A sign at a cinema says the vaccine pass is required for entry, on Dec. 5. (Yonhap)
A sign at a cinema says the vaccine pass is required for entry, on Dec. 5. (Yonhap)
With stricter COVID-19 social distancing measures kicking in on Saturday, 45 days after the country had adopted a plan for a gradual return to normalcy, theaters and the arts sector are bracing for a difficult year-end -- again.

From Saturday through Jan. 2, movie theaters, performing arts theaters and internet cafes nationwide will have to close by 10 p.m., while restaurants, bars and cafes are to close at 9 p.m.

The film industry, which had been anticipating a recovery starting in November, is suffering a blow from the latest measures. Multiplex cinemas are refunding tickets for screenings booked after 10 p.m.
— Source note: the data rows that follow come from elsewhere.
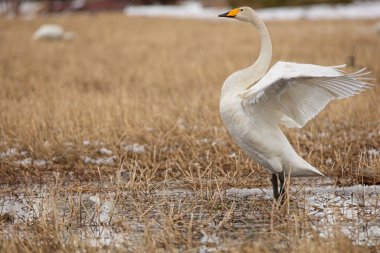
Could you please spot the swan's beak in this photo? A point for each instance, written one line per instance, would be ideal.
(230, 14)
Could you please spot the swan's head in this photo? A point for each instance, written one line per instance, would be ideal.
(242, 13)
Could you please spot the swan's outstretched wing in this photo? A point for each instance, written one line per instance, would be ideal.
(300, 91)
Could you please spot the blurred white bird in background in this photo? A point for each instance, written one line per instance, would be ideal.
(254, 102)
(53, 32)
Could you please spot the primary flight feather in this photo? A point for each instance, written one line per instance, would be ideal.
(254, 101)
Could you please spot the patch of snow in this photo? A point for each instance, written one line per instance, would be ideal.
(135, 148)
(9, 153)
(373, 153)
(29, 161)
(232, 155)
(41, 163)
(99, 161)
(105, 151)
(329, 161)
(25, 162)
(52, 32)
(358, 10)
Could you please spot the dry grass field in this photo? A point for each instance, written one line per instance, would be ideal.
(113, 142)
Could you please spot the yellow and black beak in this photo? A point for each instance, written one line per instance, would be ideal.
(230, 14)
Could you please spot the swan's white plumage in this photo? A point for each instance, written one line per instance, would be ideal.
(254, 101)
(301, 91)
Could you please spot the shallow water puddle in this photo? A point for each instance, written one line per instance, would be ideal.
(119, 218)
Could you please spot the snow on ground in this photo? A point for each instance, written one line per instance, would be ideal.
(354, 210)
(135, 148)
(359, 10)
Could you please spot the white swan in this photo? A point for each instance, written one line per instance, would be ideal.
(254, 102)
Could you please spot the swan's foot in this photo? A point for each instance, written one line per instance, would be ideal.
(278, 195)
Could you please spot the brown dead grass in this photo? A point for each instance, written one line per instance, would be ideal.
(157, 82)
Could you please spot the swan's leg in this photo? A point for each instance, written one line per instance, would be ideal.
(281, 177)
(275, 186)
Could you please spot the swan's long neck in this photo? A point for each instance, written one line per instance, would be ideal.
(242, 79)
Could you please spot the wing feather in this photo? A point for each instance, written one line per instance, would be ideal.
(300, 91)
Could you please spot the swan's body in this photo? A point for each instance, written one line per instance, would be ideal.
(254, 101)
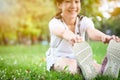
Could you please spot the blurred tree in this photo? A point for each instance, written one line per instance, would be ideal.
(90, 9)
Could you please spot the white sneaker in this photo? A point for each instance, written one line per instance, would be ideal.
(113, 62)
(83, 54)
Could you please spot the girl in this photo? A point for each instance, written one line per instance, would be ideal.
(66, 29)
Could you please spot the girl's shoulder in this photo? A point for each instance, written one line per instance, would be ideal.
(54, 20)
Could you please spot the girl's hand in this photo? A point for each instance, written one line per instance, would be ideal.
(107, 38)
(71, 37)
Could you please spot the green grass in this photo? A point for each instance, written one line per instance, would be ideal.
(28, 63)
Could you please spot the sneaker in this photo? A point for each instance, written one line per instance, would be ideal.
(83, 54)
(113, 59)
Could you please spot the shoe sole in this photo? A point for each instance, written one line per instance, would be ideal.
(83, 54)
(113, 56)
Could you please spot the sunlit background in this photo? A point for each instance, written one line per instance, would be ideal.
(26, 21)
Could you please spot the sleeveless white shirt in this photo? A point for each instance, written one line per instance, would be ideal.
(60, 47)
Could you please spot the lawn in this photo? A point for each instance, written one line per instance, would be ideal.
(21, 62)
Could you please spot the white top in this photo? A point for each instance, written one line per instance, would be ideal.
(60, 47)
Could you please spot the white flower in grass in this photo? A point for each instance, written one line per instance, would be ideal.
(15, 62)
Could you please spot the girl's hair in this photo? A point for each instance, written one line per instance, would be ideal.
(58, 14)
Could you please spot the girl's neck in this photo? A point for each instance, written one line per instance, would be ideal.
(69, 21)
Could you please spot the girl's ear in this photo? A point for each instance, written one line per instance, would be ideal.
(59, 5)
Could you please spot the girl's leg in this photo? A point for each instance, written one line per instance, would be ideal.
(113, 59)
(83, 54)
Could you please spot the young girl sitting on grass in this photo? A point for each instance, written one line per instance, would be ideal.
(68, 50)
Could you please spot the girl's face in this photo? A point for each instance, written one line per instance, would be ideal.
(70, 8)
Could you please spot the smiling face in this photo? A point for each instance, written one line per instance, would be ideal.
(70, 8)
The latest “Spider-Man: No Way Home,” which attracted over 630,000 moviegoers on its opening day Wednesday, setting the highest record since the start of the pandemic early last year, has a running time of 148 minutes. This means the blockbuster’s last screening must begin by 7:30 p.m. at the latest.

Live music performances will also be hit hard. Top singers had begun holding long-awaited live performances as COVID-19 restrictions eased in November. Several large-scale performances, including K-pop concerts, were expected to be held Saturday. In Seoul, Na Hoon-a, Epic High, Noel, Xia Junsu, NCT 127 and Forestella are set to perform, but the 10 p.m. rule will apply to their concerts and seating will have to be adjusted to comply with the stricter social distancing measures.
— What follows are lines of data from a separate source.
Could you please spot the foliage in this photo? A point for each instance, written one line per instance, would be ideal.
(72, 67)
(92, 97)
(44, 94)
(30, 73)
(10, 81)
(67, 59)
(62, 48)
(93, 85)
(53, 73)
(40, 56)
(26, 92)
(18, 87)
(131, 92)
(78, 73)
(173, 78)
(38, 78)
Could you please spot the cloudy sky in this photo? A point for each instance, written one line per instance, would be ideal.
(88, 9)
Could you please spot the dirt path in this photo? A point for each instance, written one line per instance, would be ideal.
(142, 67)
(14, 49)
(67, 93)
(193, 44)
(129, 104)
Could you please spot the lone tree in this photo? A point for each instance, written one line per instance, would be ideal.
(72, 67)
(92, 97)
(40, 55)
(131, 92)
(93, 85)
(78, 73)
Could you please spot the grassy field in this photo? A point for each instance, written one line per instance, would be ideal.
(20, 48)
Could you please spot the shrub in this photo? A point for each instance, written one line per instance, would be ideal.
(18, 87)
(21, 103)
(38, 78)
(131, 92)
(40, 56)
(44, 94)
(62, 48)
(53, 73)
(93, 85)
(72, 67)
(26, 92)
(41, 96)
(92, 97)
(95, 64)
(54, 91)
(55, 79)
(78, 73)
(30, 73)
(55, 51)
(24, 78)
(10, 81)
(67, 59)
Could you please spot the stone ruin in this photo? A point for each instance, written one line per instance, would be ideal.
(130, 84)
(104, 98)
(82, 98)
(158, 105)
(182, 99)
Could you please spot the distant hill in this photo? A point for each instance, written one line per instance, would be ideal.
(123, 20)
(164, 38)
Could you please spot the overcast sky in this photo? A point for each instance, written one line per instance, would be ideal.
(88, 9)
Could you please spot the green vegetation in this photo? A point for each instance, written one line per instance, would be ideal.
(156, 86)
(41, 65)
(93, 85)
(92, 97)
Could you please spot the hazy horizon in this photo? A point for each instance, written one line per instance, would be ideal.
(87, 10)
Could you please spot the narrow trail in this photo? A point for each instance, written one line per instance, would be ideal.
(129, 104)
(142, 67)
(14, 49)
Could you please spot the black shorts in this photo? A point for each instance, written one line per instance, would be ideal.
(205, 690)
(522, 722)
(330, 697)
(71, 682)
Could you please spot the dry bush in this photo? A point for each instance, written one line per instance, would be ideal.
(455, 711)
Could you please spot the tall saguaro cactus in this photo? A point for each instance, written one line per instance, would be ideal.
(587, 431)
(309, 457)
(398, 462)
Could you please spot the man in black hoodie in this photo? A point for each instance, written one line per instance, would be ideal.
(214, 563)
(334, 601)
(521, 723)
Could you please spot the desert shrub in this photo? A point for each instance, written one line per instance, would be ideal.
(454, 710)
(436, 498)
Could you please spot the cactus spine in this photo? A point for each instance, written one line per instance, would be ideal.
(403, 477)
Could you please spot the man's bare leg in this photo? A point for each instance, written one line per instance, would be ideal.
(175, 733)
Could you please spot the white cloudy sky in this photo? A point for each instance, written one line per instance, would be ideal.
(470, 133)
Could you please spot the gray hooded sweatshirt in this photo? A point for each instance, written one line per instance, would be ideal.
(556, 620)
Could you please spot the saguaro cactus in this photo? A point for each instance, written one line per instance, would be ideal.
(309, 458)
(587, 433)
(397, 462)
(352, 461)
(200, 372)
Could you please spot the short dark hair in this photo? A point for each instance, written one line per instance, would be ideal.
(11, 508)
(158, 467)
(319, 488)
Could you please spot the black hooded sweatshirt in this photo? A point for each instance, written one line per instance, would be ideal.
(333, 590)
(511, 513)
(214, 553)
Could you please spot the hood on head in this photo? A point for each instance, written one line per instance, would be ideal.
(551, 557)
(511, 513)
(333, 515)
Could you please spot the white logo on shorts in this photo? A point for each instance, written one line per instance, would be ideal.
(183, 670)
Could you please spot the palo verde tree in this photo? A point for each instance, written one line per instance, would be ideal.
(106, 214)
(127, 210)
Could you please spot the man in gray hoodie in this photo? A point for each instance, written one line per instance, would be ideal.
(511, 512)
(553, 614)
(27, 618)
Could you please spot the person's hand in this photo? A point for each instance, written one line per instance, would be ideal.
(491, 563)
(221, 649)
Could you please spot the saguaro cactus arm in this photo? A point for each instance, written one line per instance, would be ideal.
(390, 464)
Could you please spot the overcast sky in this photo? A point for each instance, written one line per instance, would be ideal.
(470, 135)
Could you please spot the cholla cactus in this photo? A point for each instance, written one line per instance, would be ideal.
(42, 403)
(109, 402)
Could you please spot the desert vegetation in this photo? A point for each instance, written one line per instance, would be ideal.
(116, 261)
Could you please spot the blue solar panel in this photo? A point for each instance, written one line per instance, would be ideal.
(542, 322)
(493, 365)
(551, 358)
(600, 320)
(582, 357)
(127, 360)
Industry personnel have predicted that the already approved performances will proceed as scheduled. The Culture Ministry is expected to announce detailed updates on concert policies soon.

All musicals, plays and other stage performances must end by 10 p.m. As most last performances start at 7 p.m. with a running time of less than 180 minutes, weekend performances are expected to sustain less damage.
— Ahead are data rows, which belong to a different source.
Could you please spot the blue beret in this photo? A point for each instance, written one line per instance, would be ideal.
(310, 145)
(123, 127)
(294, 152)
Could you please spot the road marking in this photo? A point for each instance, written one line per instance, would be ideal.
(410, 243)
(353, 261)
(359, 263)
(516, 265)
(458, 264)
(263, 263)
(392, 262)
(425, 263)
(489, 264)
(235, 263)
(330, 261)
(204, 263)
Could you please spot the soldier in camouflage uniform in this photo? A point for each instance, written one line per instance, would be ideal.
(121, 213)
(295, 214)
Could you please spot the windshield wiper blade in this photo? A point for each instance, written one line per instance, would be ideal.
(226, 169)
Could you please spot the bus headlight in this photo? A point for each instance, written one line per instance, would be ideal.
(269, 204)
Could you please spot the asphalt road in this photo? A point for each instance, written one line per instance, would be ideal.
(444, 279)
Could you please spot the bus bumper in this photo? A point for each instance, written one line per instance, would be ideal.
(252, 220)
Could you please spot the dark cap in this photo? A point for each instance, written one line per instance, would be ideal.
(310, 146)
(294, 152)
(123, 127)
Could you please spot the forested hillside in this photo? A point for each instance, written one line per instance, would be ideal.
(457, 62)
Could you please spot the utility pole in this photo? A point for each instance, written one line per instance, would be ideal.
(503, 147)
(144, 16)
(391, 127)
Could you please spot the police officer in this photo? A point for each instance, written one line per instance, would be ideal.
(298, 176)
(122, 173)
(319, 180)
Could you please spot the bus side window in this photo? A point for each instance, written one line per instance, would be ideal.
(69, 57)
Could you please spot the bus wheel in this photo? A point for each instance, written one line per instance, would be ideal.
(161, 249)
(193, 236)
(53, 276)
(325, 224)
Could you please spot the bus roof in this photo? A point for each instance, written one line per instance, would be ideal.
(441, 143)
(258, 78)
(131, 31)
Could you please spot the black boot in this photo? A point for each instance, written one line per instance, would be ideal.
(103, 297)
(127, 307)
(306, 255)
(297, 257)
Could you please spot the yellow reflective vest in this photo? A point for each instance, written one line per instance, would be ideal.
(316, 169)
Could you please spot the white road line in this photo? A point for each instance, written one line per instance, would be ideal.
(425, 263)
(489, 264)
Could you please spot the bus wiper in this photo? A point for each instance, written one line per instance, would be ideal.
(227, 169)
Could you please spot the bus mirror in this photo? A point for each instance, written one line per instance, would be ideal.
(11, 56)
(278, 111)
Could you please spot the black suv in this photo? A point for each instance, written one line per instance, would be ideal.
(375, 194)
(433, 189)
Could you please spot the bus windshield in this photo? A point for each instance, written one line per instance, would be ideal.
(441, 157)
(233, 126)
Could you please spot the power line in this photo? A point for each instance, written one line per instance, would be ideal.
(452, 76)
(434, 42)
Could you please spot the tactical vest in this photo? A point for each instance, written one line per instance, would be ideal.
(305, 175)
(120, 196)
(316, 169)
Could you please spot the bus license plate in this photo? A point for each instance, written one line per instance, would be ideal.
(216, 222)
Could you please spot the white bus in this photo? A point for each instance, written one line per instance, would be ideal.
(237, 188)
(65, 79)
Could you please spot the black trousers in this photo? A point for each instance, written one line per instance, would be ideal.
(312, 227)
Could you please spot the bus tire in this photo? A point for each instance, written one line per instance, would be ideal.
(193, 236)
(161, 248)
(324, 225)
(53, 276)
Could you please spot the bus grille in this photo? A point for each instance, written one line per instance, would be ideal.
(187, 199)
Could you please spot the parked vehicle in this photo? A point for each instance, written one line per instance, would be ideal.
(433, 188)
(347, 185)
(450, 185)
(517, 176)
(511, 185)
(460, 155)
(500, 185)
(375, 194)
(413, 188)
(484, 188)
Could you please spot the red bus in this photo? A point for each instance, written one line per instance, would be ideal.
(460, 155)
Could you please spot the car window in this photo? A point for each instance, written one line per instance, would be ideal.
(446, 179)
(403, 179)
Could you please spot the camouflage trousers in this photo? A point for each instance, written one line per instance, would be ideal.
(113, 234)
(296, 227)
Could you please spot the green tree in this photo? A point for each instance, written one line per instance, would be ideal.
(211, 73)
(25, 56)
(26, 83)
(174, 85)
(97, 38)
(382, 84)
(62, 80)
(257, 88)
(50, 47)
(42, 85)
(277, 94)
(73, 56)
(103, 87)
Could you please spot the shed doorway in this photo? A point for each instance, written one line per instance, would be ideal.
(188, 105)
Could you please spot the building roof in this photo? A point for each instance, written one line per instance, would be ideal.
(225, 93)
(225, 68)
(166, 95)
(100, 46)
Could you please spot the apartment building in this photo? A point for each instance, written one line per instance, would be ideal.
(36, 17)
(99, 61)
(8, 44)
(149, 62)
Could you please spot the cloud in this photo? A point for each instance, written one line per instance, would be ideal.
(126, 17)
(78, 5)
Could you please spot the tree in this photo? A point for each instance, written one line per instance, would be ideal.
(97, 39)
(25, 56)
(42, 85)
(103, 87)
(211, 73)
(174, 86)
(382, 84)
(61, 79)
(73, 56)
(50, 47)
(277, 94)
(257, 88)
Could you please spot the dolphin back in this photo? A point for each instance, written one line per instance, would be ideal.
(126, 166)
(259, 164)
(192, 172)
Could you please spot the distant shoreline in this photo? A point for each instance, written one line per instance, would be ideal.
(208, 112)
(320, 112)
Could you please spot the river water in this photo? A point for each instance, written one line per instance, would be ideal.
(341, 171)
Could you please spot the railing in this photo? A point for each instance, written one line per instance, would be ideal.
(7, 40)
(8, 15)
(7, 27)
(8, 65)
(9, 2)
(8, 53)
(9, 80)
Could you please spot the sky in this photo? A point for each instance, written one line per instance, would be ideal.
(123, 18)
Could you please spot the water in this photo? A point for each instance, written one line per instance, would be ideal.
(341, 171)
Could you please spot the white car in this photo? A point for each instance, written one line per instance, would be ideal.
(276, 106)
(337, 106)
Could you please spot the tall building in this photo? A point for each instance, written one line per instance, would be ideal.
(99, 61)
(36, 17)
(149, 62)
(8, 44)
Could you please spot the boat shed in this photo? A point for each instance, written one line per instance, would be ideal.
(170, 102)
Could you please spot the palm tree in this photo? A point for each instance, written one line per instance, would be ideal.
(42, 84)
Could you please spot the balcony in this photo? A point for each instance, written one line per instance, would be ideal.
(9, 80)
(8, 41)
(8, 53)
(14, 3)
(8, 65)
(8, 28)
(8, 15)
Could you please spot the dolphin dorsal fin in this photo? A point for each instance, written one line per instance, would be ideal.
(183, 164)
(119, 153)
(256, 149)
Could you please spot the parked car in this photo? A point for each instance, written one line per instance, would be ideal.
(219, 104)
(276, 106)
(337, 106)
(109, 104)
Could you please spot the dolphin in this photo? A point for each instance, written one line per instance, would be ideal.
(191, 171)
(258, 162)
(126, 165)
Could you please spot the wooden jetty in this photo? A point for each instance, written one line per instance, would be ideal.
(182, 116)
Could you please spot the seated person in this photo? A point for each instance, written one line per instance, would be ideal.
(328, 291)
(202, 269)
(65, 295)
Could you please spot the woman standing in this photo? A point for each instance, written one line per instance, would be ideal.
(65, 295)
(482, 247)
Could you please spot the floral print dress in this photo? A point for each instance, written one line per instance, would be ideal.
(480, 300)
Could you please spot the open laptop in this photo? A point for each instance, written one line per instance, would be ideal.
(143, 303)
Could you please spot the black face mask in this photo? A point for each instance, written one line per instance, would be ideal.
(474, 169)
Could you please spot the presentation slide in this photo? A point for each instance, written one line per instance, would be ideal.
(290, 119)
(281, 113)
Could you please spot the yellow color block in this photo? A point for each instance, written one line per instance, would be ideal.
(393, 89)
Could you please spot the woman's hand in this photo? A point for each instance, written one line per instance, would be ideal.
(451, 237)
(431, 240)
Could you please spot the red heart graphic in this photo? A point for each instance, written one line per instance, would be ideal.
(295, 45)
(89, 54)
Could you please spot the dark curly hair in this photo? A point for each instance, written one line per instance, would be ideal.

On weekdays, however, performances typically start at 7:30 p.m. and production companies are discussing ways to make sure the performances end by 10 p.m. Possible measures include shortening the intermission or starting earlier.

“Angels in America,” being performed at the National Theater Company of Korea with a running time of 225 minutes, has changed its starting time from 7 p.m. to 5:30 p.m.